The bishop was arrested at his residence on 2 January 1874 the charge of violating the constitution; the police knocked on his door to see him emerge in his full episcopal attire with his miter and staff in hand. But the police became afraid when the crowds were encouraging the bishop and snarling at the police. To counter these crowds the police moved him to Salvador where he was moved without people knowing so the route to Rio de Janeiro was quiet and more discreet. In Rio de Janeiro he was imprisoned in dreadful conditions until his trial could commence. The pope soon learned of this and sent a letter of protest to Pedro II who disregarded it. The trial against him commenced on 18 February 1874. The public reaction to this was shattering for the government to the point where Pedro II ordered his London ambassador to go to Rome to distort to the Roman Curia the facts of what the bishop had done and to persuade Pius IX to force bishops to retract penalties against Masons. This mission to the pope failed while Cardinal Giacomo Antonelli - who was incorrectly informed of the events - sent a private letter on 18 December 1874 to the imprisoned bishop with mild admonishments; the pope knew nothing of this letter.
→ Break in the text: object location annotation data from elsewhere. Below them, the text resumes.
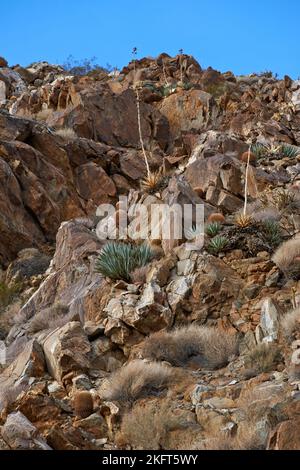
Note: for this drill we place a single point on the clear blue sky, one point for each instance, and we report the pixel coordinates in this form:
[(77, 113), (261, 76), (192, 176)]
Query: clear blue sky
[(239, 35)]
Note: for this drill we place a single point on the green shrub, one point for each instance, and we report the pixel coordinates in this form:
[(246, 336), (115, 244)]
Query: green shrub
[(217, 244), (259, 150), (118, 260), (8, 293), (271, 231), (289, 150)]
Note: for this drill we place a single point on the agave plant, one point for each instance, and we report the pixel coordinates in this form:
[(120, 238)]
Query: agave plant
[(271, 230), (217, 244), (193, 232), (243, 220), (289, 151), (118, 260), (259, 150), (152, 181), (213, 229)]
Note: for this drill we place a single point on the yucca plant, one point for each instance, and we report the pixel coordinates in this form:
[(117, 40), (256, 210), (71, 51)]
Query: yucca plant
[(283, 199), (213, 229), (289, 151), (217, 244), (151, 181), (117, 260), (243, 220), (259, 150), (271, 230), (193, 232)]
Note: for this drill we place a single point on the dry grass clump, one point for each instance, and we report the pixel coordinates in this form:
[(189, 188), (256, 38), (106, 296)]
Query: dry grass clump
[(49, 318), (148, 425), (138, 379), (66, 133), (262, 358), (216, 217), (193, 345), (247, 439), (290, 325), (44, 114), (287, 257)]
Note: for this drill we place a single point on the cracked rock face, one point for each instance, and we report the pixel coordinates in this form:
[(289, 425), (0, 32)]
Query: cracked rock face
[(200, 349)]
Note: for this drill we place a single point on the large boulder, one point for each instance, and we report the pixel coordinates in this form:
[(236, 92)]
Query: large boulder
[(66, 350)]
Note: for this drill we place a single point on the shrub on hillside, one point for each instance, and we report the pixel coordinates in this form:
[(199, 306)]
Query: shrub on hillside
[(262, 358), (118, 260), (138, 379), (207, 347)]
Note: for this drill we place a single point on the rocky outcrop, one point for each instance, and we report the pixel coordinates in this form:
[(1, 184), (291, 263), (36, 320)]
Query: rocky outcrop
[(215, 306)]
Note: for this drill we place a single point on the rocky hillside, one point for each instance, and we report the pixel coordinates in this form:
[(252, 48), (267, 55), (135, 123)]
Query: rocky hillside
[(195, 350)]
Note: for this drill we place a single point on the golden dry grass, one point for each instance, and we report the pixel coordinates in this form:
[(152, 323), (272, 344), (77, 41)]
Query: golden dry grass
[(206, 347), (135, 380), (66, 133), (262, 358), (155, 425)]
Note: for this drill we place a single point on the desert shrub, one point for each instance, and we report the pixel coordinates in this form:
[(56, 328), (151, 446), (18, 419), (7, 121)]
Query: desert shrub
[(148, 424), (66, 133), (49, 318), (217, 244), (213, 229), (243, 220), (290, 324), (286, 257), (138, 276), (153, 182), (8, 293), (118, 260), (84, 66), (290, 151), (271, 231), (283, 200), (135, 380), (262, 358), (259, 150), (247, 439), (206, 347), (275, 151)]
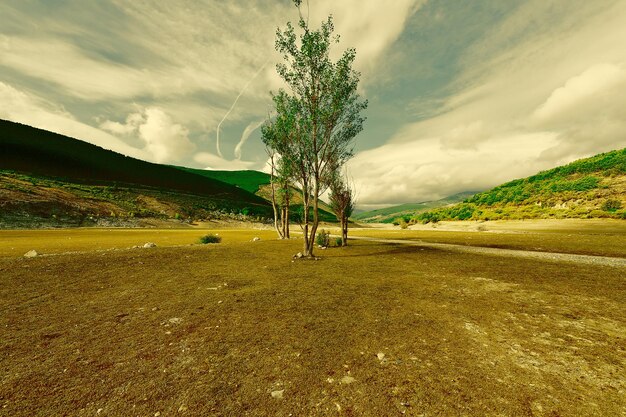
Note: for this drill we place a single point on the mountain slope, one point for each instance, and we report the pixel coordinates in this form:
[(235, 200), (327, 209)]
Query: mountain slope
[(39, 152), (390, 214), (48, 179), (248, 180), (587, 188)]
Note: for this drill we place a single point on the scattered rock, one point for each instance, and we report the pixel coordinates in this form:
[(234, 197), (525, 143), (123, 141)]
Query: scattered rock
[(347, 379), (278, 394)]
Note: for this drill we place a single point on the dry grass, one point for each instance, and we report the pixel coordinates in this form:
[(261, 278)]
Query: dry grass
[(587, 237), (214, 330)]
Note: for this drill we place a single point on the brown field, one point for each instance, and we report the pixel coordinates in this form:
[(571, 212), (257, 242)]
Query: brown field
[(586, 237), (239, 329)]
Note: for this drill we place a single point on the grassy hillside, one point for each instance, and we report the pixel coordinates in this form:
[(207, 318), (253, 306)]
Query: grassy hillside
[(390, 214), (48, 179), (248, 180), (41, 153), (588, 188)]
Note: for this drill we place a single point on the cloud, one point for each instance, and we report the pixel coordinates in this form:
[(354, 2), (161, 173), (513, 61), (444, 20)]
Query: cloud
[(365, 25), (580, 95), (542, 101), (22, 107), (164, 140), (423, 170), (212, 161), (245, 135)]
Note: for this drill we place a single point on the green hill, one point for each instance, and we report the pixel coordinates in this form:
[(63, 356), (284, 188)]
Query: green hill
[(259, 183), (588, 188), (408, 210), (44, 175), (248, 180)]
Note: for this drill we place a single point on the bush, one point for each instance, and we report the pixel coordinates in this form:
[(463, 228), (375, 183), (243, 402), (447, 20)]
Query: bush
[(612, 205), (210, 239), (323, 238)]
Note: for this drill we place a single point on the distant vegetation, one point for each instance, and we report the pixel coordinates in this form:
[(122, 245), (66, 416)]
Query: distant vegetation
[(248, 180), (210, 239), (408, 210), (587, 188), (50, 179)]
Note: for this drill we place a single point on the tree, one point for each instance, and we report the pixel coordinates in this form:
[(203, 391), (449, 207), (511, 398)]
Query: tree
[(342, 202), (318, 119)]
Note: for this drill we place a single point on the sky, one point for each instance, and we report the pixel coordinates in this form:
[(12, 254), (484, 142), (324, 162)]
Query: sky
[(463, 96)]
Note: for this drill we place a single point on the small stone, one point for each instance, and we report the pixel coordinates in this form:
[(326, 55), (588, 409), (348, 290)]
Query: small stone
[(278, 394), (347, 379)]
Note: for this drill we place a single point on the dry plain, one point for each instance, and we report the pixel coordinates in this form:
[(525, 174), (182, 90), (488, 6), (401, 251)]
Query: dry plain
[(94, 327)]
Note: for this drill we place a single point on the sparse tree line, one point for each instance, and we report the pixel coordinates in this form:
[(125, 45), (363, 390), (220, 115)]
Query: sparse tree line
[(310, 133)]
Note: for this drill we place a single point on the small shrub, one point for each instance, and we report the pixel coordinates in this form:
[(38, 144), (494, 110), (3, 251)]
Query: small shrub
[(612, 205), (210, 239), (322, 238)]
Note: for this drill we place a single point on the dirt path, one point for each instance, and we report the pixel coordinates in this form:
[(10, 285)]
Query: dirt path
[(560, 257)]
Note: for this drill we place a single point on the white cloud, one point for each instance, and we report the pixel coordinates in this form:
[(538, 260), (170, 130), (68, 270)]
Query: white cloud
[(602, 83), (164, 140), (25, 108), (245, 135), (212, 161)]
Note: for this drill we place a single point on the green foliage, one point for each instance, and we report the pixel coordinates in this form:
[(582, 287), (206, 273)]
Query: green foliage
[(210, 239), (40, 153), (323, 238), (557, 193), (248, 180), (409, 210), (611, 205), (318, 118)]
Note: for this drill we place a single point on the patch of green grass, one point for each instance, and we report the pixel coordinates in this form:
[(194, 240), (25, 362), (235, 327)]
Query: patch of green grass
[(210, 239)]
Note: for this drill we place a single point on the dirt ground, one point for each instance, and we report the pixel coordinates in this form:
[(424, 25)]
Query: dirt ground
[(373, 329)]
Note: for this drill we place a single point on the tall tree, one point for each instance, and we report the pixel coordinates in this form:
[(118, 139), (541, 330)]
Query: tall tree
[(342, 200), (321, 113)]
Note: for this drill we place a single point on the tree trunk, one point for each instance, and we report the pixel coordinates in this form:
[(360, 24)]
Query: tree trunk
[(306, 201), (274, 205), (316, 219), (286, 234)]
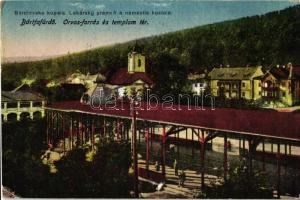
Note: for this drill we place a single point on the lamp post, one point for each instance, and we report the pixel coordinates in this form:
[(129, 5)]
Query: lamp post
[(134, 149)]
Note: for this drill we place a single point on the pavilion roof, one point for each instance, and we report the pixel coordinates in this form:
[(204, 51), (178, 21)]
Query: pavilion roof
[(269, 123)]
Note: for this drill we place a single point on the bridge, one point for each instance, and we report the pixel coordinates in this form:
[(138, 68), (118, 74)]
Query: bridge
[(79, 123)]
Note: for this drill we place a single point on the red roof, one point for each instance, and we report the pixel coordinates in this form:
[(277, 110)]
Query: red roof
[(122, 77), (268, 123)]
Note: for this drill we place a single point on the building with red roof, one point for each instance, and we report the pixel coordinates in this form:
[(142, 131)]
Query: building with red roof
[(120, 82), (282, 84)]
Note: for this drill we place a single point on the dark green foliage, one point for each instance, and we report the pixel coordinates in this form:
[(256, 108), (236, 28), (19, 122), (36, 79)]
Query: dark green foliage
[(25, 174), (266, 40), (105, 176), (23, 170), (240, 185)]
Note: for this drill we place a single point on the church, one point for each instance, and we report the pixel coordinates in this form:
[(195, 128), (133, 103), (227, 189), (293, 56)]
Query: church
[(121, 82)]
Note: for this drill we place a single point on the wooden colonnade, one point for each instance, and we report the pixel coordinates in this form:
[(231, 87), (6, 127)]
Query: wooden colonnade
[(80, 129)]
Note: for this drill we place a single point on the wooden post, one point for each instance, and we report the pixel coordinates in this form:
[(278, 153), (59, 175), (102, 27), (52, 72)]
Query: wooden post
[(225, 156), (272, 147), (93, 133), (244, 146), (47, 127), (134, 150), (263, 158), (71, 133), (104, 126), (240, 144), (63, 131), (139, 134), (151, 134), (186, 136), (192, 143), (285, 149), (278, 170), (164, 152), (178, 147), (250, 144), (202, 145)]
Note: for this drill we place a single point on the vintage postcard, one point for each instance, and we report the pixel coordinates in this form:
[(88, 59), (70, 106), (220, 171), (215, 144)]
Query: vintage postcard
[(150, 99)]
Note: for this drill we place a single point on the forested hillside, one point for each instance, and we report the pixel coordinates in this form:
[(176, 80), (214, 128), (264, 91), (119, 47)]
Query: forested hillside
[(270, 39)]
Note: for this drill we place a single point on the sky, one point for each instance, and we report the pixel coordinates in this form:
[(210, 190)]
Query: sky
[(58, 39)]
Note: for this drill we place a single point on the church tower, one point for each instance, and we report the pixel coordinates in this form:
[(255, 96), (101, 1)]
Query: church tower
[(136, 63)]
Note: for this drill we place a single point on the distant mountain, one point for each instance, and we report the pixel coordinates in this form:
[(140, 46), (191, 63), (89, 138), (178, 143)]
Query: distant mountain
[(267, 40)]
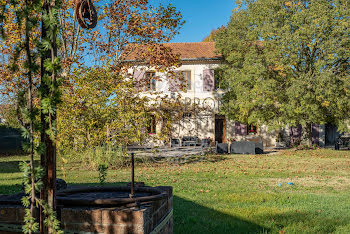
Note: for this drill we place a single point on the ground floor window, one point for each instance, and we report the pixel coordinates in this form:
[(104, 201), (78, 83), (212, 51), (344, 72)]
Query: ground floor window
[(252, 130)]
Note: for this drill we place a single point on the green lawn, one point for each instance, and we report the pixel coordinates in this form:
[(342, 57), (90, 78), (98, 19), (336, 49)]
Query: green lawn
[(238, 193)]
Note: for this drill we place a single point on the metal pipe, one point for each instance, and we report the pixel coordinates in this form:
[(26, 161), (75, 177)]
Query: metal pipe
[(132, 194)]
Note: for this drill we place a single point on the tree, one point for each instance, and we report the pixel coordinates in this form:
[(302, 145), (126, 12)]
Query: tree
[(288, 63)]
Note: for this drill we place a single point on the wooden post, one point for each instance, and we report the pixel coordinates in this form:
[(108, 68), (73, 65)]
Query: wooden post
[(48, 158)]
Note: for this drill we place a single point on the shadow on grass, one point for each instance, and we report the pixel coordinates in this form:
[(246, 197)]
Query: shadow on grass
[(310, 222), (190, 217)]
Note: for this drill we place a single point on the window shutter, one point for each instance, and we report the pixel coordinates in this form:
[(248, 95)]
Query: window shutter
[(174, 82), (139, 78), (240, 129), (208, 80), (315, 134), (295, 134)]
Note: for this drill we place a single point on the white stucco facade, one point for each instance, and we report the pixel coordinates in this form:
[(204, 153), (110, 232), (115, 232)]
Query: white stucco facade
[(203, 124)]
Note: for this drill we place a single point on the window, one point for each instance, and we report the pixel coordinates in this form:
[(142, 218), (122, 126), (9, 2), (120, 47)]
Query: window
[(150, 81), (218, 78), (187, 81), (187, 115), (252, 130), (152, 125)]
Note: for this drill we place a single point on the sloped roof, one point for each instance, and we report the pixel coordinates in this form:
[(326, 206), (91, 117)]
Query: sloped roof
[(189, 51)]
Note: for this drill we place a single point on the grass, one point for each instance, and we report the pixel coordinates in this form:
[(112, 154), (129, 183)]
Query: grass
[(238, 193)]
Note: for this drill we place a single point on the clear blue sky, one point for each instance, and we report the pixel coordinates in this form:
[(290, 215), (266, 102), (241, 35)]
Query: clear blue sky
[(201, 17)]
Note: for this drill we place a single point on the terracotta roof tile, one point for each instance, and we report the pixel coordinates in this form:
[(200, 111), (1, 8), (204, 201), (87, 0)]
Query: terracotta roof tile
[(189, 50)]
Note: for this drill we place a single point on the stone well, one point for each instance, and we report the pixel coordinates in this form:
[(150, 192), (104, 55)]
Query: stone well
[(141, 216)]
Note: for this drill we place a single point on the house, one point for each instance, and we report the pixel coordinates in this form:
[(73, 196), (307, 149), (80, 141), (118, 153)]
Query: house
[(200, 83)]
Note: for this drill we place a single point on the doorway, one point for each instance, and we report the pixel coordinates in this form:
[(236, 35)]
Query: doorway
[(220, 128)]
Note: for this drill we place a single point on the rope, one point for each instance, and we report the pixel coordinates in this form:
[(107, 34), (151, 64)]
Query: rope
[(86, 13)]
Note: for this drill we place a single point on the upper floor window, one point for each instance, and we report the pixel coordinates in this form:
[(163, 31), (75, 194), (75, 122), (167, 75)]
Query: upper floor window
[(187, 81), (150, 81), (218, 78)]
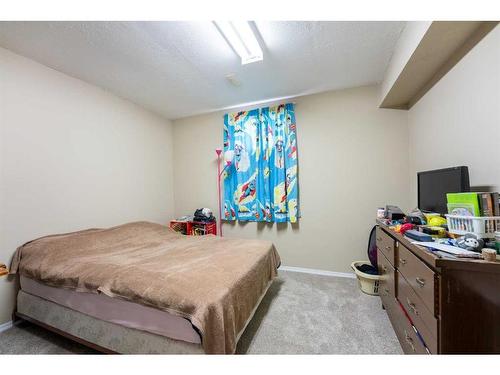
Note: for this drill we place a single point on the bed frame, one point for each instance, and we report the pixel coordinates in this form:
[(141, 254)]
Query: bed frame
[(99, 335)]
He offered no formal defense when he was subpoenaed and he remained silent during the trial where two barristers aided him. The trial concluded not long after in which he was found guilty and sentenced to hard labor for four years though this was soon commuted to a four-year term of imprisonment. Pius IX learnt of this and sent a heartfelt letter to the bishop on 4 March 1874. The Masonic Prime Minister could no longer ignore the public backlash and so appealed to the emperor to do something; Pedro II received much pressure from all sides and so had no recourse but to grant amnesty on 17 September 1875.

But the bishop knew that false impressions against him had been made in Rome from those agents of the government. To that end he left Brazil on 5 October 1875 to present his case to the pope. Upon meeting the pope the latter welcomed him with open arms and said: "O my dear Olinda!" He attempted to get the pope to accept his resignation though the pope refused. He returned in triumph to his diocese on 6 October 1876 and made a pastoral visit across his diocese on horseback.

===Death and burial===
He began to suffer an illness that could not be cured for it was far too advanced so travelled to France for treatment. But he died at a Franciscan convent in Paris in mid-1878; his remains were moved back to Brazil in 1882 and were interred in Recife.

==Beatification cause==
The cause for the late bishop's beatification opened in the Olinda-Recife archdiocese in an informative process that began on 25 July 1953 and was concluded sometime thereafter. The cause remained inactive for several decades and did not seem to move until 1994 when the competent forum for the beatification cause was transferred from Paris (where he died) to his old diocese. He became titled as a Servant of God on 3 November 1994 under Pope John Paul II after the Congregation for the Causes of Saints issued the official "nihil obstat". The diocesan process for collecting documents took place from 18 May 2001 until 4 July 2001 while the C.C.S. validated the process in Rome on 21 February 2003. The C.C.S. received the Positio dossier in 2015 for investigation.